Résister et construire

Disons-le franchement, les résultats des élections législatives sont en dessous de nos espérances. Pas de quoi pavoiser donc.

Les raisons sont à la fois globales (effets Macron), on peut dire aussi que « ce n’est pas une élection pour nous » et sans doute locales (manque d’élus et de notoriété…)…

Le contexte politique

Le contexte politique de l’année 2017 est inédit et bien malin celui qui peut dire vers où il va évoluer. La naissance de La République en Marche est venue bouleverser l’échiquier politique dans une confusion entretenue laissant croire que les candidats macroniens, comme le président de la république, ne sont ni de droite ni de gauche, ou à la fois de droite et de gauche ! Bref ! Ils seraient d’un autre monde, forcément nouveaux alors que les autres sont ringards et font de « la vieille politique ». Mais les masques ne devraient pas tarder à tomber. Jean-Yves Le Drian, ministre une fois de plus, affiche 70 ans au compteur et a fait toute sa carrière au PS. Richard Ferrand est au PS depuis la fin des années soixante-dix et était dans ce parti il y a encore moins d’un an ! Toute honte bue, ils acceptent d’être dans un gouvernement dirigé par un homme de droite jupéiste où tous les postes clef sont tenus par des hommes de droite ! La confusion est totale du moins avec les lunettes de lecture habituelles. On peut penser que la droite et la gauche n’existent plus, c’est le discours à la mode, mais on peut aussi penser le contraire et il n’est pas impossible qu’on assiste dans les années à venir à un important retour de balancier comme l’histoire sait parfois en réserver.

Dans ce contexte inédit et parfois déroutant, faire entendre la petite musique de nos revendications bretonnes, du « régionalisme » n’était pas un exercice facile et nos candidats et leurs équipes doivent tous être félicités pour leur courage et leur engagement.

Quand beaucoup de femmes et d’hommes, recrutés sur CV par Paris par des dirigeants autoproclamés, deviennent de vulgaires surfeurs, nos candidats sont les rochers autour desquels nous bâtirons la maison Bretagne émancipée.

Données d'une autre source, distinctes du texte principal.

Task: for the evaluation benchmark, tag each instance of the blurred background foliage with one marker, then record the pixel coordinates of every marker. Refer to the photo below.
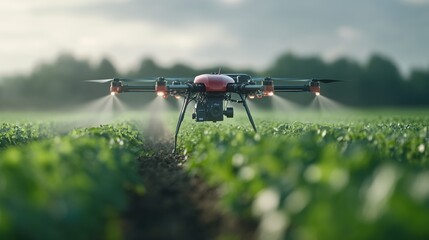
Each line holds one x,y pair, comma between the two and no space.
59,84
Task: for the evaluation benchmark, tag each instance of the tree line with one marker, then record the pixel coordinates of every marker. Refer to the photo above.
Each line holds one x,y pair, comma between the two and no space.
59,84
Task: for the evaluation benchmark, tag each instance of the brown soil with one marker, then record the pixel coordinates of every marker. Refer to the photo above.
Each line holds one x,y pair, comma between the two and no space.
176,205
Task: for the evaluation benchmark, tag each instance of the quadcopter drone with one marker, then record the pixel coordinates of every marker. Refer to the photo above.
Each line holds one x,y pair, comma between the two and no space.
212,92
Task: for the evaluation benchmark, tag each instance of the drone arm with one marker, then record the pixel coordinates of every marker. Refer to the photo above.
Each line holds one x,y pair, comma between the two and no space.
243,88
127,88
292,88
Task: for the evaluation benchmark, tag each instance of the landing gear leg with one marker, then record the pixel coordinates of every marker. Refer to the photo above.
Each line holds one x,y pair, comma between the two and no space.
248,112
185,104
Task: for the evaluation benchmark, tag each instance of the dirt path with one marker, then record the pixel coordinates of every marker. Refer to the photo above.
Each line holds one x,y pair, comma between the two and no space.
175,205
166,211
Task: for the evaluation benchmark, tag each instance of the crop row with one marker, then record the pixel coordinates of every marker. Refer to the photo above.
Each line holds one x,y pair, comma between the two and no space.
69,187
18,134
359,180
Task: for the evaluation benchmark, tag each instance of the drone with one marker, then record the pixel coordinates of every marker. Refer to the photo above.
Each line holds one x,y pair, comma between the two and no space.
213,92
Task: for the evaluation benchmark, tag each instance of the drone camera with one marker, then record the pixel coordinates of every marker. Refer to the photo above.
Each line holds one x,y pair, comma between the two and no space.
210,110
229,112
161,88
115,87
268,87
315,87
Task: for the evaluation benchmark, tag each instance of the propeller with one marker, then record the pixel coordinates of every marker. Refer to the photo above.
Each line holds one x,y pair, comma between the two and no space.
322,80
147,80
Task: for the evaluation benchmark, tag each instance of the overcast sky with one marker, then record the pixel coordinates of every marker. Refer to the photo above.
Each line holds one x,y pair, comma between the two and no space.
242,33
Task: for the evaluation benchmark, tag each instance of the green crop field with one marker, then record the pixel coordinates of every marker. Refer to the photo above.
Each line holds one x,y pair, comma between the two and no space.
360,175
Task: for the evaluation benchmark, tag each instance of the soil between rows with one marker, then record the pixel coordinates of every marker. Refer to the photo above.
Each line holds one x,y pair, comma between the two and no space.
176,205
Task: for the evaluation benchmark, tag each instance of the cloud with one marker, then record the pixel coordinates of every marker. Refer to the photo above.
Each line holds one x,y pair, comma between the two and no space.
416,2
237,32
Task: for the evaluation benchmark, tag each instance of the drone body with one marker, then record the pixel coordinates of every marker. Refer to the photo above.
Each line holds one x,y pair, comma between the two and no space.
212,92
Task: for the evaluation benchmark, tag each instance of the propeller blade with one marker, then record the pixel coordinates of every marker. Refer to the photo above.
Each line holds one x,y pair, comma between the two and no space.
322,80
327,80
100,80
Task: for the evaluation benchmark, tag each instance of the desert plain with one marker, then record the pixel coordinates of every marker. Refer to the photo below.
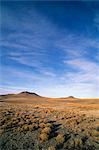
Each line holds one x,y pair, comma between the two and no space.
32,122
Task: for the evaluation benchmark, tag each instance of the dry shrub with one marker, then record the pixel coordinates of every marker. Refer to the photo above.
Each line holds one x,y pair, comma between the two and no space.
43,137
95,133
42,125
49,125
60,138
52,148
25,128
78,142
46,130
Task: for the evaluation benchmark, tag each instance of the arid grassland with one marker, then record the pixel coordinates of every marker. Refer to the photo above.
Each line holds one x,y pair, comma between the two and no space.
30,122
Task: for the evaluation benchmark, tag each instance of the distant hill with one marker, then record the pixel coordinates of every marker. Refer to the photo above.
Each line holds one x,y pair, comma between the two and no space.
26,93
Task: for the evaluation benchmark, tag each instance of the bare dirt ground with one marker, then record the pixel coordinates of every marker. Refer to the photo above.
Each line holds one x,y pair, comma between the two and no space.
39,123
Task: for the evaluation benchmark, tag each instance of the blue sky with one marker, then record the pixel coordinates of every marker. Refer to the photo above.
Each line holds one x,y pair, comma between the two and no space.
51,48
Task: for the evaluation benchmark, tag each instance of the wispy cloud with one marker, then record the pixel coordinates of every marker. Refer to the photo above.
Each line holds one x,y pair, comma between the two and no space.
39,55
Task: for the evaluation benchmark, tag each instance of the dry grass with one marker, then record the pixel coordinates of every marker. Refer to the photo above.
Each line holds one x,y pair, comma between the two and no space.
60,138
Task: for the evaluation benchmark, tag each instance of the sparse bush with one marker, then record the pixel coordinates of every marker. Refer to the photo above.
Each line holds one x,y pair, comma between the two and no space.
46,130
78,142
42,125
60,138
43,137
25,128
95,133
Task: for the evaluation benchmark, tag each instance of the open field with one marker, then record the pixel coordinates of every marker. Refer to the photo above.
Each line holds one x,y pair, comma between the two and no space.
31,122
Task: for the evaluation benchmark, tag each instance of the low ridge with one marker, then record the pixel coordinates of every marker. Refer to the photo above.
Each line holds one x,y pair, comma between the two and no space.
26,93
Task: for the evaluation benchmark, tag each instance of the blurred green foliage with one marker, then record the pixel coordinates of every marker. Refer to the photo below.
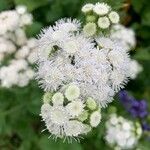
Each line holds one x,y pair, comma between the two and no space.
20,125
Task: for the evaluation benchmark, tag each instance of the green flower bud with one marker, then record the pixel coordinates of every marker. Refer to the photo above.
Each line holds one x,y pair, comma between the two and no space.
91,104
91,18
47,97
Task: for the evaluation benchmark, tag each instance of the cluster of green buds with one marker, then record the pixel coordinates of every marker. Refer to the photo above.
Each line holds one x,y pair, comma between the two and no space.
99,18
67,115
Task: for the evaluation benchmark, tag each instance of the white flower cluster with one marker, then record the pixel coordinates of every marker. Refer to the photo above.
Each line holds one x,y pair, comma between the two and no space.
98,17
125,35
17,53
67,116
96,67
66,56
122,134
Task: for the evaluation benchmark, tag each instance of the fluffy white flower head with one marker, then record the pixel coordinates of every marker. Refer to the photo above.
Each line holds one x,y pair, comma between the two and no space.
114,17
87,8
72,92
89,29
58,98
101,9
103,22
95,119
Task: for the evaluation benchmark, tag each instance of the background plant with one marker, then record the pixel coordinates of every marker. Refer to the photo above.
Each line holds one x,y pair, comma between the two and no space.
20,125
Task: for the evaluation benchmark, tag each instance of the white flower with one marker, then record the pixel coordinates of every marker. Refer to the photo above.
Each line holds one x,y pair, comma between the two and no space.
60,123
67,25
74,128
87,8
6,46
71,47
26,19
58,98
118,80
75,108
72,58
72,92
20,36
22,53
135,69
95,118
124,35
91,104
89,29
101,9
114,17
9,21
103,22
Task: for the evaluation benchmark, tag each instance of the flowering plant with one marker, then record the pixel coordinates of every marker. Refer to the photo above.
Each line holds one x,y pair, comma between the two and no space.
17,52
95,65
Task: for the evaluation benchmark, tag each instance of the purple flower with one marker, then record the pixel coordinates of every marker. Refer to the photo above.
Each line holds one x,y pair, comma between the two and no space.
145,126
135,107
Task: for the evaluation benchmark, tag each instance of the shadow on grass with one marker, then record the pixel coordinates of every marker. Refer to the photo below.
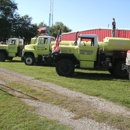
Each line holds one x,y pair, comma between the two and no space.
14,61
96,76
93,76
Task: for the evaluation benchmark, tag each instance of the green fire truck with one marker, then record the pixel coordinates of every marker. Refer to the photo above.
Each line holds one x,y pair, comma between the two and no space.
12,48
109,54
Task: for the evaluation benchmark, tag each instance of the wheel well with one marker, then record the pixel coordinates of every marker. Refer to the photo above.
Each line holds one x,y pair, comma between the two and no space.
29,53
5,52
71,57
118,60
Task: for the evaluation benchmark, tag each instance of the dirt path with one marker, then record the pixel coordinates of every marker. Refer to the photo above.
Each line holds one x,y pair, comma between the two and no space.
60,114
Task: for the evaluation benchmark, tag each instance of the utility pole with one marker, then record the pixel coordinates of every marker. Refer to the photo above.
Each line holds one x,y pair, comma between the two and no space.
51,15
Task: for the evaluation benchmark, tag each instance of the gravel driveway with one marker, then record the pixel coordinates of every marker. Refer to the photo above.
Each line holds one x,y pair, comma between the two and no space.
63,115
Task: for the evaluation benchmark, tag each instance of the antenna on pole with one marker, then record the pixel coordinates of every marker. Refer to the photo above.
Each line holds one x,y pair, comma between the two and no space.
51,14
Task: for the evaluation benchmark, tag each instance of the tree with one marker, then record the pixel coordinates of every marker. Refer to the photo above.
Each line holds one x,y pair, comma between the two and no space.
7,13
22,27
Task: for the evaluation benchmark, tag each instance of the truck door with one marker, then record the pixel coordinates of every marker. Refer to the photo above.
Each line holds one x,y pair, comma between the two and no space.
12,48
42,47
87,56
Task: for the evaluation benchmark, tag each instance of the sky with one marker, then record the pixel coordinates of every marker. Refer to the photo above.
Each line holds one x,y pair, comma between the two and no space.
78,15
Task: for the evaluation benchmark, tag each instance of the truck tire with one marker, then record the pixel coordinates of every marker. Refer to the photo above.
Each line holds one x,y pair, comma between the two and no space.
119,73
29,60
65,67
129,76
111,71
2,56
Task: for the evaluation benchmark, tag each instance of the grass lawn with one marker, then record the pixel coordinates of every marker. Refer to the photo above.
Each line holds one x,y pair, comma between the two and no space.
14,115
95,83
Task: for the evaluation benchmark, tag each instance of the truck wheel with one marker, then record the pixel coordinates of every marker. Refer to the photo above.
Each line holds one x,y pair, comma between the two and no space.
29,60
65,67
119,73
2,56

Nos valeurs humanistes et nos convictions bretonnes progressistes ne sont ni ringardes ni dépassées, elles sont d’une indéniable modernité face à la monarchie républicaine actuelle et à son pendant : le jacobinisme. Ce dernier hélas sort une fois de plus renforcé à l’issue de la dernière séquence électorale. Il suffit d’écouter ou de lire ce qu’ose dire la nouvelle députée « LREM » de Quimper : « Je veux être à l’image d’une courroie de transmission qui relaie et transforme les savoirs de Paris pour créer une énergie nouvelle sur le terrain. » !!!

 Résister et construire !

L’heure est donc à la résistance et à la construction d’une alternance crédible.

Le calendrier électoral à venir se présente ainsi :

  • Européennes en 2019
  • Municipales en 2020
  • Départementales en 2021
  • Régionales en 2021
  • Présidentielle en 2022

L’arme au pied, nous pouvons attendre tranquillement ces prochaines échéances en se disant que les vents seront plus porteurs dans deux ou trois ans. Nous pouvons aussi décider de militer activement pour promouvoir nos idées et nous organiser en conséquence.

Nous devons, c’est une évidence, gagner plus de Bretonnes et de Bretons à la cause de l’autonomie et pour ce faire il n’y a pas de mystère, il faut aller vers les gens avec tous les moyens de communication à notre disposition. Comme de toute manière nous ne disposerons pas des « grands médias », compensons ce handicap en occupant le terrain par un activisme militant bien organisé et responsable avec en point de mire les élections municipales où nous devons absolument faire entrer nos militants dans les conseils et si possible susciter des listes dans les grandes villes et les villes moyennes.